The video includes information on:
Inspecting the vehicle
Adjusting seats, mirrors and other equipment
Mental preparation and concentration
Creating a "safety cushion" around your vehicle
Passing another vehicle
Driving at night
Adverse weather conditions, skidding and hydroplaning
What to do in case of an accident
Available on VHS or DVD, in English or Spanish. Program length: 16 minutes
True or False… The leading cause of death on the job is vehicle-related accidents?
A) True B) False
Which of these factors is involved in most fatal accidents?
A) Fatigue B) Distraction C) Alcohol/drug use.
True or False… A blind spot is usually an imperfection on the windshield?
A) True B) False
True or False… Seat belts can double your chances of surviving an accident?
A) True B) False
Which action is not recommended when driving on slippery roads?
A) Reduce speed. B) Decrease following distances. C) Brake Slowly.
Driving Safety Video Outline (Partial Outline)
The following outline summarizes the major points of information presented in the program. The outline can be used to review the program before conducting a classroom session, as well as in preparing to lead a class discussion about the program.
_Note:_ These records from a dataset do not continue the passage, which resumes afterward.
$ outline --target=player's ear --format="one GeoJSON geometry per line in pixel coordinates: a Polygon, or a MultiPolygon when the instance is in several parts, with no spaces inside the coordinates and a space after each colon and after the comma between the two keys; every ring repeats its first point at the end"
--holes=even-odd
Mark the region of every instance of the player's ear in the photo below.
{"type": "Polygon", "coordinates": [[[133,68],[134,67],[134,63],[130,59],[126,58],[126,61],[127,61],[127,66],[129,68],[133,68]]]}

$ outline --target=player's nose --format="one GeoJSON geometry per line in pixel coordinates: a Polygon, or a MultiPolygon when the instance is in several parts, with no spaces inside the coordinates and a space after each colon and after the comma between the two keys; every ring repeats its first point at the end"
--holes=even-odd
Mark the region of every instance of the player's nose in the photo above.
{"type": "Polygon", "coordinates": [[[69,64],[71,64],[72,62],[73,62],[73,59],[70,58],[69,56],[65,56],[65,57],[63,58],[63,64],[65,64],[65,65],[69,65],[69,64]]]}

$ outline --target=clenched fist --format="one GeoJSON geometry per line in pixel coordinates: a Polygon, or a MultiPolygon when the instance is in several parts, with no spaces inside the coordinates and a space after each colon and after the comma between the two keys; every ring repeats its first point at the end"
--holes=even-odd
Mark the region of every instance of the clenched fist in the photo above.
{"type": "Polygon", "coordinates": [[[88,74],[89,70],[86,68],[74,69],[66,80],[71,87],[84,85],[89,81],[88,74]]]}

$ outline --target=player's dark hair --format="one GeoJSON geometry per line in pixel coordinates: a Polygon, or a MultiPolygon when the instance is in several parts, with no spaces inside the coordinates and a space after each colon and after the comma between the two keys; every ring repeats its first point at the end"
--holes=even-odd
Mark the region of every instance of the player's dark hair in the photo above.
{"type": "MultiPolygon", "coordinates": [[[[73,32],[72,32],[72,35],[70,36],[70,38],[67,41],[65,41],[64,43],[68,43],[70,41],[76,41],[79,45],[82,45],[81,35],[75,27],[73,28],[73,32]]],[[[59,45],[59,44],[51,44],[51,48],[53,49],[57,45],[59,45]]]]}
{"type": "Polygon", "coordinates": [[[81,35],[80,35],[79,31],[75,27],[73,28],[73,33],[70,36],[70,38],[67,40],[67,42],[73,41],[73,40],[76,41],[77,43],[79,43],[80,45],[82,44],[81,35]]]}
We may not all be “professional drivers”, but most of us drive every day
In cars, vans, or trucks.
We drive to and from work.
Duties may include sales calls, deliveries or servicing the needs of customers.
Driving can seem routine, but the roads can be very hazardous
Traffic accidents are the number one cause of death on the job.
More than 30,000 lives are lost each year.
Over one million injuries are caused every year by traffic accidents.
Fortunately, most accidents can be prevented.
By having the proper attitude.
With good driving skills.
By having a well-maintained vehicle.
Safe driving starts before you get behind the wheel, so inspect your vehicle before you hit the road.
Make sure that the tires are properly inflated.
Check your tire treads with a penny.
If you can see the top of Abe’s penny, then your tires should be replaced.
All vehicles should carry basic emergency equipment.
Spare tire, tire iron and jack.
You should adjust the vehicle to suit your body… for both comfort and safety.
Position the seat so your back is comfortable and your feet can reach the pedals.
Adjust the mirrors to minimize “blind spots”…areas around the vehicle that you cannot
see without turning your head.
Always wear your seat belt!
It will double your chance of surviving an accident.
A crash at 30 mph without a seat belt is like falling off of a three-story building.
Take the time to become familiar with a new vehicle.
Go for a spin around the parking lot.
Check for blind spots.
Test the steering… larger vehicles make wider turns.
Try the brakes… vans and trucks with heavy loads will need more stopping distance.
You need to be mentally prepared to operate a motor vehicle.
Fatigue and frustration are major causes of accidents.
If you’re not wide awake and alert, take a break and rest.
More than half of all fatal accidents involve alcohol or drugs.
Drinking and driving do not mix.
Even one drink can slow reflexes and impair judgement
The faster you drive, the more dangerous the conditions.
Higher speeds result in reduced “reaction time”.
“Stopping distances” are also increased.
A crash at 78 mph is twice as violent as one at 55 mph.